1. There many chapels dotted all over the island, each the location of a ritual celebrated on some day or other during the year. Once I went with Ourania and her friends to attend a saint’s day service, forty days after Easter, in a small chapel up in the hills above Myrina. The chapel is called (in translation) Our Lady of the Sore Throat. There were many people attending. It amazed me to see the number of people who’d made the effort to go to this special service in such an out of the way spot. This is an aspect of life in Lemnos that I’m sure most tourists were unaware of. While they might recognize that churches have a very prominent position in the landscape, they probably wouldn’t know how important they are in the everyday life of the people. Our local church celebrates Saint Pandeleimonos, the saint of good health, on the 26th of July. It is one of the best attended of all the island’s local gatherings. We usually sit on our balcony and watch the evening procession pass by. First there will be a number of priests carrying crosses, and then a couple of small local bands leading the throng of participants around the bounds of the village.

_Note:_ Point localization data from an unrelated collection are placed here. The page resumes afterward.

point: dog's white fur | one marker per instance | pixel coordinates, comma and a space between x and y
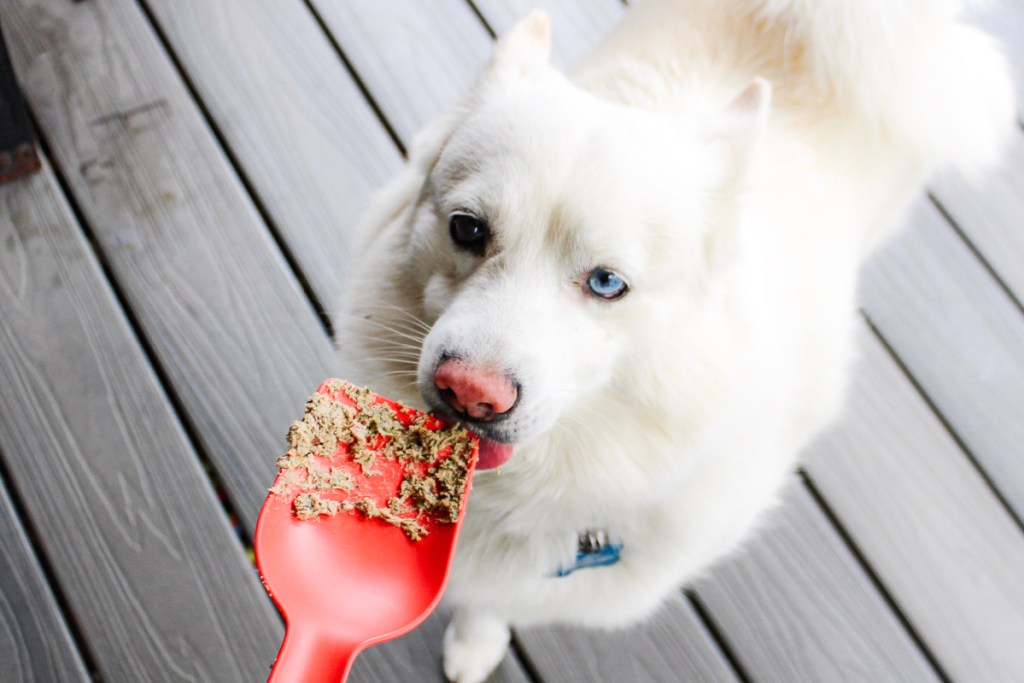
735, 161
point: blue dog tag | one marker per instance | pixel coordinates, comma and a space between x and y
594, 550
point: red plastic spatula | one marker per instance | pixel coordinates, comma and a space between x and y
345, 582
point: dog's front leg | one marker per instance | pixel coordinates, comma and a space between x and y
474, 644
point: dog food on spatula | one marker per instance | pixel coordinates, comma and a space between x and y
354, 452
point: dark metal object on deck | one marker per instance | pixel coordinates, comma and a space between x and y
17, 146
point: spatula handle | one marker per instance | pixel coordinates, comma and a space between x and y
308, 656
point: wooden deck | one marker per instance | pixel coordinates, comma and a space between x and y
163, 283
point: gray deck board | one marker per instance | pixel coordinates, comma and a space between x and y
35, 642
416, 58
990, 214
674, 645
147, 562
796, 606
578, 27
211, 291
962, 338
310, 145
417, 656
947, 551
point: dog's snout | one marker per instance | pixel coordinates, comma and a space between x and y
478, 392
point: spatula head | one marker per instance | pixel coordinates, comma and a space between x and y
353, 580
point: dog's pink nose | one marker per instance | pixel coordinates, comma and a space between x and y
478, 392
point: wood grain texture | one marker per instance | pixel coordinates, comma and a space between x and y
146, 559
416, 58
673, 645
796, 605
211, 291
35, 643
962, 338
310, 145
922, 516
990, 213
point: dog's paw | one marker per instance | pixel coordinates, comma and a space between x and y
474, 645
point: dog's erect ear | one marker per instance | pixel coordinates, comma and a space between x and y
743, 119
734, 133
523, 48
736, 130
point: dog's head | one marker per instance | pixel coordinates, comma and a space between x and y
562, 249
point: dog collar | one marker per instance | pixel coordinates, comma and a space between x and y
594, 549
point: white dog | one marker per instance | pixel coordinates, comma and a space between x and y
637, 285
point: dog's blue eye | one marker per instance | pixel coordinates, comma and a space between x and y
606, 284
469, 232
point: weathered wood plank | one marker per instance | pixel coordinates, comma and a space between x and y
417, 656
35, 643
926, 521
962, 338
672, 646
414, 57
578, 27
223, 313
990, 214
798, 607
308, 142
150, 565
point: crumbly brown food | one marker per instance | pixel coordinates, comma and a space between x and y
435, 461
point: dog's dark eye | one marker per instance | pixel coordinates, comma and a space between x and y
606, 284
469, 232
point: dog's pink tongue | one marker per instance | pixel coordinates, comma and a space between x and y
493, 454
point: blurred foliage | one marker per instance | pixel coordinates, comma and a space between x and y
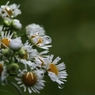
71, 25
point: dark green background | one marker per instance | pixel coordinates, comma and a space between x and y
71, 25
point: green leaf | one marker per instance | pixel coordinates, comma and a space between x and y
4, 92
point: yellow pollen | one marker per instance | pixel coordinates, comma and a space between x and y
53, 68
9, 11
1, 68
41, 61
39, 41
25, 56
29, 79
5, 42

A cousin and Takis brother playing Trik Trak on the terrace

The children helping us crack almonds

2. I’ve also enjoyed learning some of the old crafts, many of which have not died out on Lemnos. In fact it has been our hope that when we had guests we’d be able to inspire them to try some aspects of the old-fashioned, countrified lifestyle we’d discovered – such as preserving, drying and bottling vegetables and fruit gathered from the garden. Thinking this would enrich holidays we’d delicately insert some practical activities into each person’s itinerary, though of course we knew that some just wanted to relax on the beach. Subtly we might start by suggesting to a cousin that he climb a ladder and pick a boxful of figs rather than just walk down to the tree to get one for himself. I suggested to our grand daughters that while they were with us they might crack almonds previously gathered from our old almond trees. This is tedious job but one that can be fun if shared with others. In the case of two others the extra ‘Lemnian’ experience involved lighting up the old furno and making a pizza.